NEW YORK (CNNMoney) -- Former MF Global CEO Jon Corzine returned to Capitol Hill Thursday, where he rejected allegations aired earlier this week that he was aware of fund transfers from customer accounts.
Corzine's testimony came two days after Terry Duffy, head of exchange operator CME Group (CME), suggested in a separate Congressional hearing that Corzine may have been aware of unlawful money transfers out of customer accounts in the days before MF Global filed for bankruptcy. (MF Global: Sorting through the debacle.)
Lawmakers have been probing the brokerage's collapse, and in particular, the revelations that more than $1 billion in customer funds, mostly from commodities accounts, are still missing.
Corzine has consistently said he has no idea how the money went missing, never ordered that customer funds be misused and did not learn of the massive shortfall until less than 24 hours before the firm filed for bankruptcy. In the commodities business, customer money at brokerages like MF Global (MFGLQ) is supposed to be protected at all times, even in the event of a bankruptcy.
But Duffy claimed Tuesday that Corzine was aware that the firm had tapped customer accounts for its own use in its final days.
Such a transaction could be legal under some circumstances, and Duffy did not specifically say that Corzine himself had authorized illegal money transfers. He did say, though, that the firm had made at least some transfers from customer accounts illegally.
Corzine denied Duffy's allegations Thursday, saying he "did not in any way know about the use of customer funds on any loan or transfer." In the firm's last hours, he added, he learned of the massive hole in customer accounts but did not know how it was formed.
Investigators, however, have been developing a clearer picture of just what went wrong. Rep. Randy Neugebauer of Texas said at Thursday's hearing that a Congressional investigation had shown that MF Global moved at least $700 million out of customer accounts in the days before its bankruptcy "to meet liquidity needs of the firm".
This was apparently done without putting the collateral in place to make such a transaction legal, according to Neugebauer's account.
The allegations follow on similar claims from CME Group, which says MF Global broke the law in using customer funds for its own benefit. Duffy also claimed Thursday that the firm had falsified accounting statements to conceal the shortfalls in customer accounts.

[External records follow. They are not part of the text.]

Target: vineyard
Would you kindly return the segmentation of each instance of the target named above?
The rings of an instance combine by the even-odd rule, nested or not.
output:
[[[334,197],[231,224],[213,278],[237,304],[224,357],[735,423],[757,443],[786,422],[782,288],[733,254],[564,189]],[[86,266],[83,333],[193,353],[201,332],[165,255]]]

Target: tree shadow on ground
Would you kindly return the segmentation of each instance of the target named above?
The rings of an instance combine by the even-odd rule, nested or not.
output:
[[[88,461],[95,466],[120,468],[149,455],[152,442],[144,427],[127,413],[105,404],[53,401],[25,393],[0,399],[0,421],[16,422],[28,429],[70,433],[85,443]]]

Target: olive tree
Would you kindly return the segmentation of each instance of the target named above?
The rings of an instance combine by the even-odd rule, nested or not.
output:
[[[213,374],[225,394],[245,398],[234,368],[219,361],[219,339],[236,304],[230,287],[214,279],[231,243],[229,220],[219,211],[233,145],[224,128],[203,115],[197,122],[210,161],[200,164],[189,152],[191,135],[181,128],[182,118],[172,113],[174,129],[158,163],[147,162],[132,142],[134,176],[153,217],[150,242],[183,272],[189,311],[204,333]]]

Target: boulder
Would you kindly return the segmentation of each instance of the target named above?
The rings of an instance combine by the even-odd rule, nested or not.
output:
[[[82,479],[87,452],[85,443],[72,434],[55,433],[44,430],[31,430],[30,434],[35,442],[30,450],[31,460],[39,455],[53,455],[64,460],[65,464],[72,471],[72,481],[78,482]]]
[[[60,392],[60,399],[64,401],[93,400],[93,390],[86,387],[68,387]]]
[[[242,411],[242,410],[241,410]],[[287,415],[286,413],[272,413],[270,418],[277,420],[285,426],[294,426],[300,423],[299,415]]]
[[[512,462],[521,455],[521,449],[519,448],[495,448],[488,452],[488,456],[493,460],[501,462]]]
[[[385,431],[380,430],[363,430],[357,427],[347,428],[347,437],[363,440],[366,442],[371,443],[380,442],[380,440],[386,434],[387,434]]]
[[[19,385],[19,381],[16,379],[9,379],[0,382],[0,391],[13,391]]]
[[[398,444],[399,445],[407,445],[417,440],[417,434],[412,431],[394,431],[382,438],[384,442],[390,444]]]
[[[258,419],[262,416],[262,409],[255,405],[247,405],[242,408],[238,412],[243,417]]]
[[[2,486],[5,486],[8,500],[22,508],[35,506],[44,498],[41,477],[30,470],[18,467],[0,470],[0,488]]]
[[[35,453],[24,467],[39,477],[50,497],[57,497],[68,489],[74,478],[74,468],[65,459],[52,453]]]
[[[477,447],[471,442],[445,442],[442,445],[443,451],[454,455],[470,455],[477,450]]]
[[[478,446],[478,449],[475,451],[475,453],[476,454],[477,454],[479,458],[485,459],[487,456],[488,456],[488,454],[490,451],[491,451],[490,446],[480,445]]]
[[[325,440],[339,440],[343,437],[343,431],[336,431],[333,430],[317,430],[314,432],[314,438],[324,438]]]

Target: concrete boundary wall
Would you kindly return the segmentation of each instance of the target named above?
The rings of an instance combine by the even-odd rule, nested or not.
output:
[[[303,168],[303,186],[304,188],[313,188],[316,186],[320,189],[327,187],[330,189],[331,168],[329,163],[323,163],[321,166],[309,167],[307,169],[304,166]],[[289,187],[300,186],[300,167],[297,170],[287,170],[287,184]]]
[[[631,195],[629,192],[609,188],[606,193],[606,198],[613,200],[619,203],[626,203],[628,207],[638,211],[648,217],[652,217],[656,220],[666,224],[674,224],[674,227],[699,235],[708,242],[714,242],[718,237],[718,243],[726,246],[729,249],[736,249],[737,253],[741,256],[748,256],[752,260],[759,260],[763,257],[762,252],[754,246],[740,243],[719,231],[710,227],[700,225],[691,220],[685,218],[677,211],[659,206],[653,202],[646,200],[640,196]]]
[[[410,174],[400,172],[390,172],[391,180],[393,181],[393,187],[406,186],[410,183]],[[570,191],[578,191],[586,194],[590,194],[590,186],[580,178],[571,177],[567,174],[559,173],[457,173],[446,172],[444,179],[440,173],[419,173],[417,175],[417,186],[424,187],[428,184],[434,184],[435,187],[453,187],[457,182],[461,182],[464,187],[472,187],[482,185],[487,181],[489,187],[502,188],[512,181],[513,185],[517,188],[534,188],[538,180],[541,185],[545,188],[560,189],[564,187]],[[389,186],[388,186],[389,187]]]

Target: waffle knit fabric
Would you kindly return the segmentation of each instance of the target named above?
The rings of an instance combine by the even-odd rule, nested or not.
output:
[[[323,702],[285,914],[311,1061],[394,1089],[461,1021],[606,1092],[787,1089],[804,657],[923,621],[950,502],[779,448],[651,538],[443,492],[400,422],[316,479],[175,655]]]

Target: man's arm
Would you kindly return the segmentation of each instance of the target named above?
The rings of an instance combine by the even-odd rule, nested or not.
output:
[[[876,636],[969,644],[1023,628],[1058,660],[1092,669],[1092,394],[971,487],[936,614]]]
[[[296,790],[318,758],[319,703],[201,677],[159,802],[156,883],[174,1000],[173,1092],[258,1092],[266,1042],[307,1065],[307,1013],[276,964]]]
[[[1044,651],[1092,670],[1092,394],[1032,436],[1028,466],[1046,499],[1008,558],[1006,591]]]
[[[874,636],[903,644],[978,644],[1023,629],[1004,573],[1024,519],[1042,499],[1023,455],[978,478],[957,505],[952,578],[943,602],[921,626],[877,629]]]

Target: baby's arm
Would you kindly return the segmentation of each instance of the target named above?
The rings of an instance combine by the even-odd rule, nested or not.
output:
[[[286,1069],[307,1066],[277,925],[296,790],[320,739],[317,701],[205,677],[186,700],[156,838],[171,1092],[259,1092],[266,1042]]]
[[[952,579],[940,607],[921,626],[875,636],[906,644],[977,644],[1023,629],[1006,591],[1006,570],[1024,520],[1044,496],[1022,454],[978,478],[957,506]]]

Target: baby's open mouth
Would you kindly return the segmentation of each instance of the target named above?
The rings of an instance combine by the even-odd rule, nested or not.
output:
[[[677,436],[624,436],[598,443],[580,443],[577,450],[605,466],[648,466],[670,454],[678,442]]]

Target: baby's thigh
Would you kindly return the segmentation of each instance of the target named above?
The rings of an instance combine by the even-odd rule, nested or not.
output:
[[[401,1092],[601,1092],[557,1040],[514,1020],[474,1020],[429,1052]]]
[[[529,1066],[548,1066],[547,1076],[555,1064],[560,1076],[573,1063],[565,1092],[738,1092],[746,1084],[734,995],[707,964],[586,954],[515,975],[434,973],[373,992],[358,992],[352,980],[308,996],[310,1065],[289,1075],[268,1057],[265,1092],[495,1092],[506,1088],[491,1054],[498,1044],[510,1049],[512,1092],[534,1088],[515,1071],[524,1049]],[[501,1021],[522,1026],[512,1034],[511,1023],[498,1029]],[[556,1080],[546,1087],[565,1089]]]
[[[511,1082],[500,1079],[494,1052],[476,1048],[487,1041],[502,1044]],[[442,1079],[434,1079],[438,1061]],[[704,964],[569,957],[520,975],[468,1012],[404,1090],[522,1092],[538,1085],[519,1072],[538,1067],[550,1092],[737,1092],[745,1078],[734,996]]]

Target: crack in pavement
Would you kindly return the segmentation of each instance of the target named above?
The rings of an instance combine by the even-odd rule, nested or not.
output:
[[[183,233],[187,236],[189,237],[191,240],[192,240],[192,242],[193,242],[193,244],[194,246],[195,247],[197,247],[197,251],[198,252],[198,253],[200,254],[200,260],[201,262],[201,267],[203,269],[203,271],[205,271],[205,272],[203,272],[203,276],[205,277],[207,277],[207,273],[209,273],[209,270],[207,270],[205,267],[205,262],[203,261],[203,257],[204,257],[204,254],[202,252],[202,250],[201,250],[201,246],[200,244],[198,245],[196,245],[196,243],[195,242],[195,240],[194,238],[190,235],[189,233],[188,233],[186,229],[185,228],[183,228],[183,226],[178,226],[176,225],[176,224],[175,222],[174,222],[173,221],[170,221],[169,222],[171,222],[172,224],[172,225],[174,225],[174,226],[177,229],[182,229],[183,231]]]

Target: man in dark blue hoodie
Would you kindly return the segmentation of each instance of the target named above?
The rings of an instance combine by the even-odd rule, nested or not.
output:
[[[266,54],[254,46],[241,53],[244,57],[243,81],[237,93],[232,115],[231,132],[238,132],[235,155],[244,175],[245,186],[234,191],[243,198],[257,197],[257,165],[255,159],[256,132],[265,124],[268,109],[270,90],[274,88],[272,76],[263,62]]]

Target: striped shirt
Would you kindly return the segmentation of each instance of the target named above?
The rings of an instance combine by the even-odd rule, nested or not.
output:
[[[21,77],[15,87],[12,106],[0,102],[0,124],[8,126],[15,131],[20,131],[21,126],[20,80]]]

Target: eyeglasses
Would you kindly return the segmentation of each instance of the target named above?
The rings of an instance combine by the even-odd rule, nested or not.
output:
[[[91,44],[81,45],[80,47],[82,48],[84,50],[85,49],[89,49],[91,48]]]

Regulators under scrutiny: Witnesses also appeared in the latter half of Thursday's hearing from the New York Federal Reserve Bank and from regulators including the Securities and Exchange Commission and the Commodity Futures Trading Commission.
Lawmakers quizzed them on how, in an era following the global economic meltdown, regulators could allow another big financial institution to fail, and lose more than $1 billion of its customers money in the process.
Thomas Baxter, general counsel of the Federal Reserve Bank of New York, testified on Thursday that his agency had scrutinized MF Global for more than two years before giving it the green light to trade U.S. securities.
But there were some major compliance issues along the way which the brokerage eventually fixed, he said.
Baxter said the U.S. Commodity Futures Trading Commission found that the company failed to supervise traders, neglected to transmit accurate prices of its natural gas options and didn't maintain written records of at least one of its clients.
Furthermore, MF Global's parent company was based in Bermuda, he said, noting that the Fed requires its primary dealers to be domiciled in the U.S.
But MF Global fixed all of these issues, said Baxter, and that's why the Fed finally approved the now-bankrupt brokerage to trade in U.S. securities.
"The New York Fed designated MF Global as a primary dealer to meet our highly specialized needs, and we followed our primary dealer policy to the letter without fear or favor," said Baxter, in prepared testimony to a Congressional subcommittee.
The Fed designated MF Global as a primary dealer in February and conducted due diligence on the company through October, "when its financial condition deteriorated abruptly and quickly," said Baxter.
Moody's downgraded MF Global on Oct. 24 and the following day the brokerage reported its "largest quarterly earnings loss ever," said Baxter. At that point, he said the Fed blocked MF Global from dealing securities.